August 12, 2010
I have read with great interest the desire by some to create a fiduciary standard for Brokers, Dealers, and investment Advisers. I find it exceptionally difficult to believe that in an industry which is already regulated tightly can benefit from inserting an additional level of regulatory apparatus. This action would not provide any meaningful benefit to the client or the industry.
The suitability standard currently governing broker-dealers and registered representatives is a robust and heavily enforced standard, to say the least. With monthly communications reviews, monthly correspondence publications, quarterly compliance training, annual training, internal auditing, external auditing, and weekly bulletins to read, broker/dealers are both well educated and well regulated.

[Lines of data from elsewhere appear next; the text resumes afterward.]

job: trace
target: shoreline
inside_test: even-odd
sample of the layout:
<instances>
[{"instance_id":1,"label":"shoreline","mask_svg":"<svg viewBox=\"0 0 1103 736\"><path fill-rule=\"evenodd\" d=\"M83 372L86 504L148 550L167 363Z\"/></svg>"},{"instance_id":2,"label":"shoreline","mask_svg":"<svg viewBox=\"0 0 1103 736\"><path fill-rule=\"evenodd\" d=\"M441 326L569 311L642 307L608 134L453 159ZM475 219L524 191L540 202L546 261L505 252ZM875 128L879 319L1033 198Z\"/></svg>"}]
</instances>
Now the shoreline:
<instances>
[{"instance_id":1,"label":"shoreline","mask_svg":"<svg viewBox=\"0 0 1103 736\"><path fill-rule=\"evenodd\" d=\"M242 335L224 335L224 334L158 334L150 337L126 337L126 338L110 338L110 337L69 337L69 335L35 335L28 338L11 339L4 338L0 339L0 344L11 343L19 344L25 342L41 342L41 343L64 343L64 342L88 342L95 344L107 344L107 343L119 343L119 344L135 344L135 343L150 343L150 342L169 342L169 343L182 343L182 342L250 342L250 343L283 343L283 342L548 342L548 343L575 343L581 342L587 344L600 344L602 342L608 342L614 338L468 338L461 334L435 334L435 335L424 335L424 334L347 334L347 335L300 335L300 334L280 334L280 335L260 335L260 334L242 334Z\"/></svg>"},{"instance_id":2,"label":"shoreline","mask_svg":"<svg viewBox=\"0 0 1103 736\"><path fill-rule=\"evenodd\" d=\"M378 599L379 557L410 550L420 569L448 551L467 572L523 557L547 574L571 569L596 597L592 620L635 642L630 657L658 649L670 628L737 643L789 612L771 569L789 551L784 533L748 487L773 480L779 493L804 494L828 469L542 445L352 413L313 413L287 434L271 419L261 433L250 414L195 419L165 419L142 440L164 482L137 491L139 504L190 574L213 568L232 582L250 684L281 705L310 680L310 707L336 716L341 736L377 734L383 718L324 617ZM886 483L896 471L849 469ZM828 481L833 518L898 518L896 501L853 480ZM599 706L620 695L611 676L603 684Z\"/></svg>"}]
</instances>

The real question is: will the proposed plan provide a tangible benefit to buyers of financial products above and beyond the current regulatory system. The answer is no. The number of unscrupulous agents is low, and the current regulatory system tracks and eliminates such people. In short, the current system works. What is certain to happen is the cost to acquire theses services and products will increase, benefitting no citizen. Further, he client will be faced with limited and homogenized choices for investment tools. Any sales professional who offers a unique and insightful product mix would be subject to fiduciary consequences for circumstances beyond their control.
I would encourage you to apply a modicum of common sense to an industry that is already highly regulated. The need for Fiduciary Duty guidelines as outlined in File No. 4-606 is simply not necessary and will cause every investor to pay more for investing services. Please do not allow this form of regulation to proceed.